In 2022, I joined St John’s College (Oxford University) as a Junior Research Fellow in Physiology and Medicine, and in 2023, as a visiting researcher in DPAG investigating microglial cells trophic factors as possible treatment candidates for neurodevelopmental disorders and long scale synaptic pruning under different conditions in activity-dependent and immunodeficient models. Furthermore, my research expands to creating neuropathological investigation tool using either machine learning or mathematical approaches to differentiate glial cells in control and pathological tissue based on age, brain region and sex.  

I completed my BSc in Medical and Veterinary Genetics at the Faculty of Medicine, Lithuanian University of Health Sciences (LUHS) in 2015. During that time, I worked and did my research at the Department of Pulmonology and Immunology and investigating the role of nuclear factor happa B (NFkB) role in allergic asthma. At the same time, I specialised in genetic counselling as clinical intern and as a trainee to investigate glioblastomas' genetic markers AREG and NDRG2 at the Institute of Neuroscience, Laboratory of Neuro-oncology and Genetics (LUHS). During that time, I had research internships at Pavol Jozef Safarik University, Department of Occupational Medicine and Clinical Toxicology and Deparment of Forensic Medicine, and Autonomous University of Nuevo Leon (UANL) working on morphological models of cerebral isquemia.

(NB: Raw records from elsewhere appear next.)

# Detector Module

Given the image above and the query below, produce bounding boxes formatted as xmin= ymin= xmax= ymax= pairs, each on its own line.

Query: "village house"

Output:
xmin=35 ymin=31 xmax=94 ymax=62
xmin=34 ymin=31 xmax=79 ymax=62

After graduation I joined Dr. Cornelius Gross group at European Molecular Biology Laboratory (EMBL), Epigenetic and Neurobiology Units in Monterotondo, Italy. I contributed to the research on molecular signal for synaptic pruning by microglia under the supervision of Dr Urte Neniskyte. In 2017, I obtained MSc in Neurobiology (magna cum laude) from Vilnius University. During two-years master program I was in collaboration with Dr Urte Neniskyte and continued my master thesis project in Gross group at EMBL in 2016, studying “The Role of Xkr8 Scramblase in Microglia-Dependent Synaptic Pruning”. At the same time, I joined Dr Davide Ragozzino group in the Department of Physiology and Pharmacology at the Sapienza University of Rome, investigating electrophysiological profile of Xkr8 scramblase-deficient mice hippocampal circuitry using whole-cell patch-clamp method. 

I conduced my DPhil thesis research in the laboratory of Prof Zoltán Molnár in the Department of Physiology, Anatomy & Genetics (2018-2022). My DPhil project investigated the role of microglia in activity-dependent neuronal network maturation and maintenance. Initial experiments revealed that microglia dynamic and behaviour are neuronal activity-dependent in sex-specific manner during development. Subsequently, I revealed that microglia adapt to neuronal activity changes in acute and chronic ‘silencing’ models and that changes in neuronal activity-dependent have more severe effect on developing males’ brain.